2. Die Rechtssache hat auch keine grundsätzliche Bedeutung.

a) Eine Rechtsfrage hat grundsätzliche Bedeutung i.S. von § 115 Abs. 2 Nr. 1 FGO, wenn eine Frage zu entscheiden ist, an deren Beantwortung ein allgemeines Interesse besteht, weil ihre Klärung das Interesse der Allgemeinheit an der Fortentwicklung und Handhabung des Rechts berührt. Es muss sich um eine aus rechtssystematischen Gründen bedeutsame und auch für die einheitliche Rechtsanwendung wichtige Frage handeln. Eine durch den BFH geklärte Rechtsfrage ist regelmäßig nicht mehr klärungsbedürftig und kann somit keine grundsätzliche Bedeutung mehr haben (BFH-Beschluss vom 20. März 1997 III B 152/96, BFH/NV 1997, 802).
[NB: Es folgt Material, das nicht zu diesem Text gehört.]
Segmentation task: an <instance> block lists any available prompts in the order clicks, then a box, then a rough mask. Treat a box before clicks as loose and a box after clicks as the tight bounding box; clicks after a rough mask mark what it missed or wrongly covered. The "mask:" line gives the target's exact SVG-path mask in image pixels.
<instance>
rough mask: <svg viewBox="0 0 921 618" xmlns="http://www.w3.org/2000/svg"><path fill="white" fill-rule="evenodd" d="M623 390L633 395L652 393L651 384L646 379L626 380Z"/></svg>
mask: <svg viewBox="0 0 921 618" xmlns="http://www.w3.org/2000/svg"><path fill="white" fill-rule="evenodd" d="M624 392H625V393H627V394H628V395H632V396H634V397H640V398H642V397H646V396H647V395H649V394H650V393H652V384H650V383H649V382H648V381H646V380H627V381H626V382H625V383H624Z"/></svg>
b) Die vom Kläger sinngemäß als grundsätzlich bedeutsam dargestellte Frage, ob die Tätigkeit eines Ingenieurs insgesamt gewerblich ist, wenn er zwar für seine wissenschaftlich-technische Beratung der Kunden seines Auftraggebers ein erfolgsabhängiges Entgelt erhält, sich die Beratungstätigkeit im Sinne einer Weiterentwicklung der Technik aber zugleich als eine wissenschaftlich-technische Beratung für seinen Auftraggeber darstellt, ist nach den Ausführungen unter 1.b durch die Rechtsprechung bereits geklärt.

3. Die Rüge fehlerhafter Rechtsanwendung allein vermag die Zulassung der Revision gemäß § 115 Abs. 2 FGO ebenfalls nicht zu begründen (vgl. BFH-Beschluss vom 21. Mai 1999 X B 212/98, BFH/NV 1999, 1582; Gräber/Ruban, Finanzgerichtsordnung, 6. Aufl., § 115 Rz 82 f., m.w.N.). Die Revision kann zwar zur Sicherung einer einheitlichen Rechtsprechung dann zuzulassen sein (§ 115 Abs. 2 Nr. 2 Alternative 2 FGO), wenn das Urteil des FG willkürlich oder unter keinem rechtlichen Gesichtspunkt vertretbar erscheint (vgl. BFH-Beschluss vom 30. August 2005 III B 22/05, BFH/NV 2006, 88). Ein derart schwerwiegender Rechtsfehler, der von erheblichem Gewicht und deshalb geeignet ist, das Vertrauen der Allgemeinheit in die Rechtsprechung zu beschädigen (BFH-Beschluss vom 13. Januar 2006 VIII B 7/04, BFH/NV 2006, 914), liegt im Streitfall offensichtlich nicht vor.

Die Hilfsfunktion des Handelsvertreters im kaufmännischen Gewerbebetrieb ist auch nicht, wie vom Kläger behauptet, mit der Tätigkeit eines erfolgsabhängig bezahlten Schriftstellers oder Musikers vergleichbar.